Politics and anxiety drag most Secretaries of State for Health and Social Care into making detailed interventions in the NHS.
Given that £150 billion of taxpayers’ money is being spent, and that the NHS is often the public’s number 1 priority, I think it would be very strange if they didn’t. If they didn’t feel responsible for all that public money and public service endeavour and failed to act on that responsibility, we would, quite rightly, say that our representative democracy wasn’t working. The public would be outraged, and they would be right to be.
So, the question is not whether but how they should carry out this responsibility and, of course, whether they do so in a way that will realise the goals they are trying to achieve.

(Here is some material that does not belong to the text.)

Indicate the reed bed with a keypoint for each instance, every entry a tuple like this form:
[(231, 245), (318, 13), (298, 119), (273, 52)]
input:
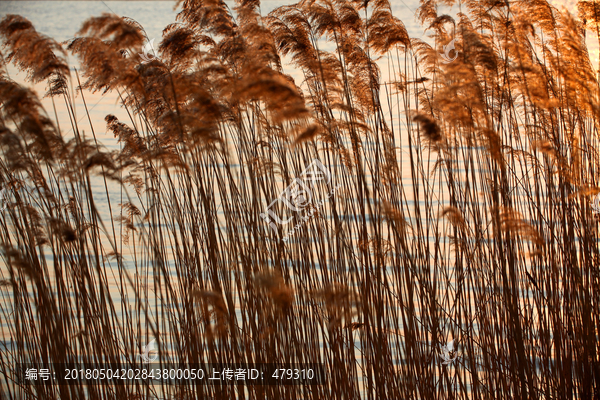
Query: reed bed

Sometimes they choose to modify the law. The Lansley reforms enacted in 2013 created an organisation that was to be independent of the Secretary of State. This law set up the NHS Commissioning Board. But the organisation barely existed. In a fit of extreme hubris on vesting day it elected to call itself NHS England. Whilst self-importance was the main reason for the name change it helped that whilst the vast majority of senior staff and board members had never commissioned anything very much, many of them had run NHS provision. So, let’s call ourselves something we know a bit about. (This is how the original aims of organisations are undermined and become something else).
Whatever it was called it was not a creature of the Secretary of State. The Lansley Act and arguments around it made clear that this was a new idea – to remove it from direct political direction. (Many of us raised more than one eyebrow at the time and muttered ‘good luck with that’.)
However, the 2010 intake of new Tory MPs would have argued, inside and outside the House, that this new separation of NHS executive power from politics was a vital departure for the NHS. This would have included the new MP for Northeast Cambridgeshire – Steve Barclay.
We can assume that on 25 October 2022 when Steve Barclay was reappointed Secretary of State, he would have identified the need to cut long waits as an important target and would have had a laser-like focus on achieving that that aim.
He will already have noted, as he read himself into his new brief back in July 2022 that NHSE had already begun the process of cutting staff numbers in both its own organisation and various other bodies that had been folded into it. The overall aim being to cut 6000 jobs.
By October the ‘new’ Secretary of State would also have recognised that getting rid of 6000 central managers would be a good political outcome.
However, assuming that an election is coming in Oct 2024 he would then have had just 24 months in which to cut long waits and would be expecting everyone to concentrate on that – especially NHSE staff.
Yet here we are – 9 months later in June 2023 – and still much of the activity of NHSE staff is being taken up by either their own or other’s personnel issues. If Steve Barclay is very lucky this process may be finished by October 2023.
12 of his 24 months will already have slipped away.
Central staff cuts may or may not be a good thing but not if your laser-like focus needs those members of staff to achieve something else.
Another area thrown into sharp focus last winter was the need for more hospital beds. More beds to get us through the winter of 2022/23 might have been a worthwhile ambition ten years earlier when something sensible could have been done. Like building the locations for these new beds.
Creating new beds just ahead of the winter in which you need them is less likely to be useful.
Systems and trusts were encouraged to staff thousands of additional ward beds in the run-up to last winter to try and ease emergency care pressures.
But, in just a few weeks, where do you find extra beds? Apparently from other parts of the hospital. So many of these additional beds are not in proper ward spaces. Some are located in gyms and others in areas used for physiotherapy and other forms of rehabilitation.
Inevitably this crowds out the space for rehabilitation, and if there is less space patient rehabilitation slows down – which in turn pushes up the length of patient stays in hospital, knocks on costs, and increases the chances of readmission.
This came to light towards the end of last month.
“The Chartered Society of Physiotherapy (CSP) shared results of a new survey with HSJ in which 45% said the situation had got worse since winter, half said nothing had changed and 3% had said it had improved. In February, after campaigning by the CSP for the spaces to be restored, the health minister Lord Markham acknowledged the problem and said government would “write to all NHS CEOs about the issue”. This has not happened.” HSJ 25/05/2023.
The problem with having a laser-like focus on specific NHS issues is that everything is related to everything else, especially the flow of patients through hospitals. To achieve anything of real importance you need to have laser-like focus on it all.